Open orbifold Gromov-Witten invariants of [C^3/Z_n]: localization and mirror symmetry

TL;DR

This paper develops a mathematical framework to compute open orbifold Gromov-Witten invariants of [C^3/Z_n], verifying predictions from mirror symmetry through localization techniques and explicit examples.

Contribution

It introduces a localization-based method for calculating open orbifold Gromov-Witten invariants and proves a mirror theorem for orbifold disc invariants.

Findings

Confirmed B-model predictions for [C^3/Z_3]

Proved a mirror theorem for orbifold disc invariants of [C^3/Z_4]

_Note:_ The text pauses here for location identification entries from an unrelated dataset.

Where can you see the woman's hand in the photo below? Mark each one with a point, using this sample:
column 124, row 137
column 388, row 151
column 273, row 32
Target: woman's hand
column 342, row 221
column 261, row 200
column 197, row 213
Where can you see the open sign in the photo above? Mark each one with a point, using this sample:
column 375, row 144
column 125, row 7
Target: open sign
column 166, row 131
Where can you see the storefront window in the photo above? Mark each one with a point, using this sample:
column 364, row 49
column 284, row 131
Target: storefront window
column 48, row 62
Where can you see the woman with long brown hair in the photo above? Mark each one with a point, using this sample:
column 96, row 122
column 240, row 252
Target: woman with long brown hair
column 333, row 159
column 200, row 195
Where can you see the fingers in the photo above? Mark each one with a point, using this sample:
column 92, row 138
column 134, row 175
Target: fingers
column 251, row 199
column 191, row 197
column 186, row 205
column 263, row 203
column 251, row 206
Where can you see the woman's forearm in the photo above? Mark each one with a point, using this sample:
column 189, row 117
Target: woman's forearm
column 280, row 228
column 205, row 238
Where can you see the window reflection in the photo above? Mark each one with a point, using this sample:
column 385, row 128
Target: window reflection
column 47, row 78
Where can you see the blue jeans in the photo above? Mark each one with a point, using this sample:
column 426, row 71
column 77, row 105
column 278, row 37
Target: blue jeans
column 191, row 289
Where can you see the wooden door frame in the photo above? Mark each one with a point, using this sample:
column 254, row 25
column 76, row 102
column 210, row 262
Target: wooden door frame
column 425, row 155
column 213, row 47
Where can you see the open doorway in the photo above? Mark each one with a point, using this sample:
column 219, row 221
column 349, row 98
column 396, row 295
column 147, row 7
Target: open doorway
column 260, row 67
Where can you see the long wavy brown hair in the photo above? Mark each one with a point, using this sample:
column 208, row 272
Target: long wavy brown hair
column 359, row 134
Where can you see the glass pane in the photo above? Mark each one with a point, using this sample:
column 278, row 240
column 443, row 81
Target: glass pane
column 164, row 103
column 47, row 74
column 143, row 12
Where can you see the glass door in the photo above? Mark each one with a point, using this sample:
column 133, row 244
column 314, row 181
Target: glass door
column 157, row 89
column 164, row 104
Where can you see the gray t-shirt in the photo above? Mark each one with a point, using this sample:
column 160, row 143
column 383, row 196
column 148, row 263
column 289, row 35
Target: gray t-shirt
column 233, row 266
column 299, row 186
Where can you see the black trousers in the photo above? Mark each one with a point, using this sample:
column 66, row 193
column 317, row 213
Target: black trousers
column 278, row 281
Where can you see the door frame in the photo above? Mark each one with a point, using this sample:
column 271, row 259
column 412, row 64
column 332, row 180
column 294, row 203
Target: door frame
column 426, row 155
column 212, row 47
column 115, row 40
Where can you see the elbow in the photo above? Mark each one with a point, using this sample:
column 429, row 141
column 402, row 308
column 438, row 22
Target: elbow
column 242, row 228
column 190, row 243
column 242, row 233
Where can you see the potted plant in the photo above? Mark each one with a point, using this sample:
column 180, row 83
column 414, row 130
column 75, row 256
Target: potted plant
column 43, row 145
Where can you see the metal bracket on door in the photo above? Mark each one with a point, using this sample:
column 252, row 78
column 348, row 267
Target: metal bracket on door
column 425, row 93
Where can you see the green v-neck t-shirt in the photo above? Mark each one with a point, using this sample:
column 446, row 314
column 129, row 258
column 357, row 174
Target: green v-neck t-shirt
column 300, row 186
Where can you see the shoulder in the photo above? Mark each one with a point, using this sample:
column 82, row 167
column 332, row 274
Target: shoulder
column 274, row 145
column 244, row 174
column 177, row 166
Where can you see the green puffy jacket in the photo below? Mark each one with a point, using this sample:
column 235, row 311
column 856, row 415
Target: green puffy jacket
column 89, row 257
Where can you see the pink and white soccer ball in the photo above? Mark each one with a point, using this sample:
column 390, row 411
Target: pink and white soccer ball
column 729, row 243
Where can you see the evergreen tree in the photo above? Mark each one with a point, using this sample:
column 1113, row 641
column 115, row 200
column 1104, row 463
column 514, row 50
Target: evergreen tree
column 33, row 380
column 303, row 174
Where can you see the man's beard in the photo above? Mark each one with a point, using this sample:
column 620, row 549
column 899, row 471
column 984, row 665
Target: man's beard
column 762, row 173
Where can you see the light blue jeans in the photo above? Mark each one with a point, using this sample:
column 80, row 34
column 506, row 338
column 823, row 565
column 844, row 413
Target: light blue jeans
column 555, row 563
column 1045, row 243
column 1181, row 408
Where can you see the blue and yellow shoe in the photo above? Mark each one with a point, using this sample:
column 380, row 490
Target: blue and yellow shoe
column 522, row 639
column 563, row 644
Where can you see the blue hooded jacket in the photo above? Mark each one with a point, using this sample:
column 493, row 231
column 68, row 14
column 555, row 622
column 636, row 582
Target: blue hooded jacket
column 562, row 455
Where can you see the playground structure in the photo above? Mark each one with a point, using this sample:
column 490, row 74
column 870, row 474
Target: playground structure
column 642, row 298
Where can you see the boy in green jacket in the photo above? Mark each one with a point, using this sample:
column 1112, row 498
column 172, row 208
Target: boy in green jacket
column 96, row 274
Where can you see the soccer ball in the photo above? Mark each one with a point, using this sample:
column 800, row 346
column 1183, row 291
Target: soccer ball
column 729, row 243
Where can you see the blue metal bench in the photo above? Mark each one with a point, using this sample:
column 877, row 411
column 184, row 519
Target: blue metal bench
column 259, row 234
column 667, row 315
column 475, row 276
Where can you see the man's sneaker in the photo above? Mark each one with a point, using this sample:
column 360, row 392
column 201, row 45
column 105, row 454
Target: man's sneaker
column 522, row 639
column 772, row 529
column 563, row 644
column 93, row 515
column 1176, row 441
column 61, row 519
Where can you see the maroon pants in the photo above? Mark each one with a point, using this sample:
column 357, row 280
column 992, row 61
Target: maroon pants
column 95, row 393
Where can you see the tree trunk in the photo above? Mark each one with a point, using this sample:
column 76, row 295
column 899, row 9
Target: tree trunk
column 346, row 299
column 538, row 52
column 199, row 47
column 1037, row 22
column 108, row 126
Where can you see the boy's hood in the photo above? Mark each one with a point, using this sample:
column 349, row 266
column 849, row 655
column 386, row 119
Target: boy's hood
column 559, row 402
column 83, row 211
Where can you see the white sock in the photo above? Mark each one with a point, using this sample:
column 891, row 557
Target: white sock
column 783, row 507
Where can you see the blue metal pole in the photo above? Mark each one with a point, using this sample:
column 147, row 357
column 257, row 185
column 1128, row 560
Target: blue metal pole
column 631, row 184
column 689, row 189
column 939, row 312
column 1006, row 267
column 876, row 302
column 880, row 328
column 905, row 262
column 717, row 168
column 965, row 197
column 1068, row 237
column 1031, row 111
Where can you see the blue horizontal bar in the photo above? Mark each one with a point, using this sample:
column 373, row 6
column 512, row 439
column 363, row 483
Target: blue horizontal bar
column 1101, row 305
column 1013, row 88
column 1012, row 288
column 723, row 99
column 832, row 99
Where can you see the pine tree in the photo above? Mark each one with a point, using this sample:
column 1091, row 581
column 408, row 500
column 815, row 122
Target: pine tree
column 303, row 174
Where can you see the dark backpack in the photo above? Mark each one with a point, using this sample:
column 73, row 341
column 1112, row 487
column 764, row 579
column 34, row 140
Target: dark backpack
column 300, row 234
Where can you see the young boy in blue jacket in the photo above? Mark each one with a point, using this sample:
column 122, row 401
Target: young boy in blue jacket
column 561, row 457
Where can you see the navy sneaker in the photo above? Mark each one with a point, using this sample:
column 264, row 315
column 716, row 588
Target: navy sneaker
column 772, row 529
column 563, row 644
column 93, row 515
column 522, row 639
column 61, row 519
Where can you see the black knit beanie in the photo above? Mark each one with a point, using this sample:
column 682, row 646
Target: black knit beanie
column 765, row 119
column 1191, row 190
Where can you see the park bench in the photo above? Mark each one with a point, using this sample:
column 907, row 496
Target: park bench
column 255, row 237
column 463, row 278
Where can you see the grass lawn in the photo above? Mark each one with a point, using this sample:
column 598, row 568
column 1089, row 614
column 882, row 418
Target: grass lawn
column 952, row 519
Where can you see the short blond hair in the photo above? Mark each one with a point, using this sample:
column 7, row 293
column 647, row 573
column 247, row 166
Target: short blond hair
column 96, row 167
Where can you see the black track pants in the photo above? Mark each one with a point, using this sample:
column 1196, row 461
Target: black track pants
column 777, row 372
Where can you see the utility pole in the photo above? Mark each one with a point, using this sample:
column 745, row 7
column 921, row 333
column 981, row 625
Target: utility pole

Matched numerous annulus invariants and provided mirror symmetry predictions for genus ≤ 2

Abstract

We develop a mathematical framework for the computation of open orbifold Gromov-Witten invariants of [C^3/Z_n], and provide extensive checks with predictions from open string mirror symmetry. To this aim we set up a computation of open string invariants in the spirit of Katz-Liu, defining them by localization. The orbifold is viewed as an open chart of a global quotient of the resolved conifold, and the Lagrangian as the fixed locus of an appropriate anti-holomorphic involution. We consider two main applications of the formalism. After warming up with the simpler example of [C^3/Z_3], where we verify physical predictions of Bouchard, Klemm, Marino and Pasquetti, the main object of our study is the richer case of [C^3/Z_4], where two different choices are allowed for the Lagrangian. For one choice, we make numerical checks to confirm the B-model predictions; for the other, we prove a mirror theorem for orbifold disc invariants, match a large number of annulus invariants, and give mirror symmetry predictions for open string invariants of genus \leq 2.